GNU Lesser General Public License v3.0
9 stars 4 forks source link

Simplify directory construction using system commands #14

Closed zoey-rw closed 4 years ago

zoey-rw commented 4 years ago

The code to create a directory structure, in the server setup script, could be simplified by wrapping into a function and using system() calls. mkdir -p will create a directory if it does not exist, but will not overwrite or throw errors if there is already an existing directory. Below is an example of how I have used this before (not updated for the specific server setup of this pipeline).
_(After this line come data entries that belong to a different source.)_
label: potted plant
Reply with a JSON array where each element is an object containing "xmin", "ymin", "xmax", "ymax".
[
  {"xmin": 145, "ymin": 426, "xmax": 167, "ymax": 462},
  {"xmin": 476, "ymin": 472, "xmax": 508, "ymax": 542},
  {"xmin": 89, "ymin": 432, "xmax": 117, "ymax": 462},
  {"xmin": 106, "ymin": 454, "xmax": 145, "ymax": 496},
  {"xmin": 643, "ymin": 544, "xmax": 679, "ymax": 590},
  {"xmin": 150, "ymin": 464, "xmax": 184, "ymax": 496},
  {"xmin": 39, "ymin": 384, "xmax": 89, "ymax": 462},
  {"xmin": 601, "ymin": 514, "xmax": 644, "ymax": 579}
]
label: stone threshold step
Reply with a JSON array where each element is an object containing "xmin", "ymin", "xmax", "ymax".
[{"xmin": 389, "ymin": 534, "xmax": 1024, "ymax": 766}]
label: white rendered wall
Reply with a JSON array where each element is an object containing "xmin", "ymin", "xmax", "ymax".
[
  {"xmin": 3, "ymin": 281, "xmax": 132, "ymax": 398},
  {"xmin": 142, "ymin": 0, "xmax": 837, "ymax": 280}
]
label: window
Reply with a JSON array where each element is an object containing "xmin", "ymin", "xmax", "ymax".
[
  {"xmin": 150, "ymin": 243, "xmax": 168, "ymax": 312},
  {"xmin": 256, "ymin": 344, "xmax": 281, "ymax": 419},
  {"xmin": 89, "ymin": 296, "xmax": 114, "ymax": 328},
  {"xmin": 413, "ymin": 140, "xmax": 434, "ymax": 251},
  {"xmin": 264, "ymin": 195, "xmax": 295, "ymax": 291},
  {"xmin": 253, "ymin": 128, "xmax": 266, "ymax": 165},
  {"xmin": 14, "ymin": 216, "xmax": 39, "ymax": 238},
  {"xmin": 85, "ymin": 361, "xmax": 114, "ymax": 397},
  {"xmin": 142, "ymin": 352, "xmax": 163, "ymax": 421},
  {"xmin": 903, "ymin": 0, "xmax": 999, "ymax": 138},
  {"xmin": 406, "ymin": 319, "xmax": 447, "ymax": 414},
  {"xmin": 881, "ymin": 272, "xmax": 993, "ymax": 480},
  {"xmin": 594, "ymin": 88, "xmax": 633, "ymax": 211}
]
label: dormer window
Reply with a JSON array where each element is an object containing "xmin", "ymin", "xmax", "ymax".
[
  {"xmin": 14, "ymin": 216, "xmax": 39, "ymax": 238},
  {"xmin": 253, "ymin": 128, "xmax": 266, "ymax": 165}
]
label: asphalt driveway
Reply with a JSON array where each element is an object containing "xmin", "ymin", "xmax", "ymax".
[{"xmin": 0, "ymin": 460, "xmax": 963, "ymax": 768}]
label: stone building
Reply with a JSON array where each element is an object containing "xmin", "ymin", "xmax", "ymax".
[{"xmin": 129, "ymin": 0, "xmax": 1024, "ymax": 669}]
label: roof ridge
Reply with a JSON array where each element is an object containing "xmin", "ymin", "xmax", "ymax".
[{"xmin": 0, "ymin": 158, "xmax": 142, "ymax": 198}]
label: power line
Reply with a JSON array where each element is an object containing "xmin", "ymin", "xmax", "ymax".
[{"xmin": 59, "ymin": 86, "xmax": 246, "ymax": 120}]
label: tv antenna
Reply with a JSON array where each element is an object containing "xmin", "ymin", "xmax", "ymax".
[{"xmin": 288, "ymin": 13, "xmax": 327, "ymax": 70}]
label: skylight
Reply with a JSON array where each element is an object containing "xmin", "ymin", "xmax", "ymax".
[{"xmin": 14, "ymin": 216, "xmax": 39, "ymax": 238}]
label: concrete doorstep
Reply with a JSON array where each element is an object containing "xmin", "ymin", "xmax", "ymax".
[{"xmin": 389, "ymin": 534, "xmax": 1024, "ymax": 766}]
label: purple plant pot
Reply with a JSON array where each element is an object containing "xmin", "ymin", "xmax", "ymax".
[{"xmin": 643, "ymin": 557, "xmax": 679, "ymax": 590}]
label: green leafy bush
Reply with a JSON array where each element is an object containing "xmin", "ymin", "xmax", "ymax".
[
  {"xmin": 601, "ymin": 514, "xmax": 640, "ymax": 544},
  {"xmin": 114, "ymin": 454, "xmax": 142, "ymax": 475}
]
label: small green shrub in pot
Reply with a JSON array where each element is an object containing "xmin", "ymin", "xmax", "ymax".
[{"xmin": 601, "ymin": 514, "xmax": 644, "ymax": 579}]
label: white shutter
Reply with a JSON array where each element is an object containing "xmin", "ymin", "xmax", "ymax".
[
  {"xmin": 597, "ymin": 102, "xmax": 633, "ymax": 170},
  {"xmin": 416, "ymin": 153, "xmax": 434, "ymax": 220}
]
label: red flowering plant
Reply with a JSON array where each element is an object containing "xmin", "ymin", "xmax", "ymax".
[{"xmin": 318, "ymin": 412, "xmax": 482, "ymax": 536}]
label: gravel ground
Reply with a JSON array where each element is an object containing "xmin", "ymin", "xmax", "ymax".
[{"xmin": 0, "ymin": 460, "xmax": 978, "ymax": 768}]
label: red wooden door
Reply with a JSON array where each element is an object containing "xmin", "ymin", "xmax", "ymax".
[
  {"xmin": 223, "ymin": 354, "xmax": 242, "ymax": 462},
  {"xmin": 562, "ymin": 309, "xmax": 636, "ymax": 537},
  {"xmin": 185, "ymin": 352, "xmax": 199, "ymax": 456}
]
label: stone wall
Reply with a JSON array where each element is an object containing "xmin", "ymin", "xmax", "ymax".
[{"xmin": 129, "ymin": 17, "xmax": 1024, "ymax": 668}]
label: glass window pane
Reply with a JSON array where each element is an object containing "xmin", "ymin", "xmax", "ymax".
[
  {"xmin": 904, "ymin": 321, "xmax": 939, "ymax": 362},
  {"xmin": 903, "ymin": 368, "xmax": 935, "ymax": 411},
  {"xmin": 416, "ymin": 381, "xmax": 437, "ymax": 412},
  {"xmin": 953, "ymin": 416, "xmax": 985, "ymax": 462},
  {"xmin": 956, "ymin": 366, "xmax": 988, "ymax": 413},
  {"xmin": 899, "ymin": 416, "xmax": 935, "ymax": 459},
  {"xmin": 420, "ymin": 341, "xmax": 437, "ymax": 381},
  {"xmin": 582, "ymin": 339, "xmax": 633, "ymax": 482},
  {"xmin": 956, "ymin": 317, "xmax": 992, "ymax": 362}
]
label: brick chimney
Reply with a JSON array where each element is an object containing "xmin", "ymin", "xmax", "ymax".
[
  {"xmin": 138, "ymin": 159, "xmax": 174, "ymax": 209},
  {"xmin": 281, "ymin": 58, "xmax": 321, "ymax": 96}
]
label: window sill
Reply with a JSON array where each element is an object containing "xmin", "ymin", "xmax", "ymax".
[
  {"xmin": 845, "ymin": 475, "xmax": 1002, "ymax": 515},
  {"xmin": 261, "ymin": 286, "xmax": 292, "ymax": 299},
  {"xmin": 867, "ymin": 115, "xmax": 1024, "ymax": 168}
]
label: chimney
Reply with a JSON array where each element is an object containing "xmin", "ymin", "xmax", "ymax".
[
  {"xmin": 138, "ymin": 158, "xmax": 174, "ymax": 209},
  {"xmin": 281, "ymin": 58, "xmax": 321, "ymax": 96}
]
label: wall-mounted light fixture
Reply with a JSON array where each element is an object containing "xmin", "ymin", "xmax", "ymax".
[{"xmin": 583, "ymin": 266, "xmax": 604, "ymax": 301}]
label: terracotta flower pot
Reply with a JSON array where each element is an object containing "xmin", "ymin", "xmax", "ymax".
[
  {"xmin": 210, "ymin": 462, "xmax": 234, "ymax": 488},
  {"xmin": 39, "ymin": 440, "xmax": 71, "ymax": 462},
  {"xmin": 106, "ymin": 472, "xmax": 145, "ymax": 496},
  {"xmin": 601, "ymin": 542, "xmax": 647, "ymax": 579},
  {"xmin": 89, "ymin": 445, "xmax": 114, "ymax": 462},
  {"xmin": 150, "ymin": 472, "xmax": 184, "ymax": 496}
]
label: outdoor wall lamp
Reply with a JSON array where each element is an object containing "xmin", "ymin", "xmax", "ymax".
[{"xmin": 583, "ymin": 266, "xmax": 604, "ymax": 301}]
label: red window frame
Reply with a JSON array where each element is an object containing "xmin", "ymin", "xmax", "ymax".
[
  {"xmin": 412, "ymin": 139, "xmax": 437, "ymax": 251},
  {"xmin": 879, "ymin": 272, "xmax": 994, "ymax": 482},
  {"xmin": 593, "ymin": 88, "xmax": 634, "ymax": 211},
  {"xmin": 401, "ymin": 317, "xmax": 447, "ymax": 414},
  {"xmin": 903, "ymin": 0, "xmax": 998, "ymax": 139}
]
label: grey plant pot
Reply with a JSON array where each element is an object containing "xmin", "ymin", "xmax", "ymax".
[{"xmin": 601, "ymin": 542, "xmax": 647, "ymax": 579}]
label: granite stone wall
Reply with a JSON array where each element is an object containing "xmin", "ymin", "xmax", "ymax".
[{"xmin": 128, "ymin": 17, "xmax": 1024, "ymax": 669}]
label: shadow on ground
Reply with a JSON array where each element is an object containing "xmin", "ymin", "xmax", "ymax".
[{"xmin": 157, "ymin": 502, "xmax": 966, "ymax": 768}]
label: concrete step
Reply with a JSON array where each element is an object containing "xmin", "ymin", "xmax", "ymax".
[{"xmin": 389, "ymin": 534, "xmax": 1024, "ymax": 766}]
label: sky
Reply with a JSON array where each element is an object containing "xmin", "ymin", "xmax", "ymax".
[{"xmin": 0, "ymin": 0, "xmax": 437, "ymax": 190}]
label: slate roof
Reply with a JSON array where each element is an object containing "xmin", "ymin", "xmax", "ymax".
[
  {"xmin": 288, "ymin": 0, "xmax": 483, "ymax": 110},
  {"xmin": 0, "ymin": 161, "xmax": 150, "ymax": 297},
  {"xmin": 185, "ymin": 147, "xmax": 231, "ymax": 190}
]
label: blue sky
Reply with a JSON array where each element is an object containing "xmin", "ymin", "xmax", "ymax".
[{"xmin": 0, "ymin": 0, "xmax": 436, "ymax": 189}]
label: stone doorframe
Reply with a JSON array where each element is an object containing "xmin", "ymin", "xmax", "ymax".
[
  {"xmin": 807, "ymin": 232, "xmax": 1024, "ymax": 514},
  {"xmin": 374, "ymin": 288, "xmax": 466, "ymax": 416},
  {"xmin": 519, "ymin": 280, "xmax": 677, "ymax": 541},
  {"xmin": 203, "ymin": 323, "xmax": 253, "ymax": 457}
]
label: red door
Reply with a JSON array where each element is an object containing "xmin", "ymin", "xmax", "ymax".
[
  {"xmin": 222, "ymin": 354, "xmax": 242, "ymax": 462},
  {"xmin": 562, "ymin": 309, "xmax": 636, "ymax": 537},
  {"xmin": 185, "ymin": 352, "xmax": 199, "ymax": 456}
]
#  Load "tree" command by JennyBC
# twee vignette here: https://gist.github.com/jennybc/2bf1dbe6eb1f261dfe60
temp <- RCurl::getURL("https://gist.githubusercontent.com/jennybc/2bf1dbe6eb1f261dfe60/raw/c53fba8a861f82f90d895458e941a1056c8118f5/twee.R", ssl.verifypeer=F)
eval(parse(text = temp))

# Create data directory
create_data_directory <- function(path = ".", amplicon = c("ITS", "16S"), ...) {
  if (length(amplicon) == 1) {
    cmd <- paste0("mkdir -p data/{filt_seqs/",amplicon,",raw_seqs/",amplicon,",trimmed_seqs/",amplicon,",seq_tables/",amplicon,",output_files/",amplicon,"}")
  } else {
    cmd <- "mkdir -p data/{filt_seqs/{ITS,16S},raw_seqs/{ITS,16S},trimmed_seqs/{ITS,16S},seq_tables/{ITS,16S},output_files/{ITS,16S}}"
  }
  system(cmd)
  twee("data/", level = 2)
}

The twee() function prints a directory tree to illustrate file structures, for example:

> twee("./data/NEON_DOB/", level=2)
 Illumina
   |__NEON
-- sequence_metadata
   |__filesToStack10108
   |__mmg_soilMetadata_16S_2020-08-06.csv
   |__mmg_soilMetadata_ITS_2020-08-06.csv
-- soil
   |__filesToStack10078
   |__filesToStack10086
-- soilDatabase.rds
-- soilDB.db
claraqin commented 4 years ago

Thanks Zoey! If we use the system command to make directories, will there be compatibility issues between Windows and Linux-based systems? Are there downsides to using the dir.create function in R?

claraqin commented 4 years ago

Finished, in the most recent commit.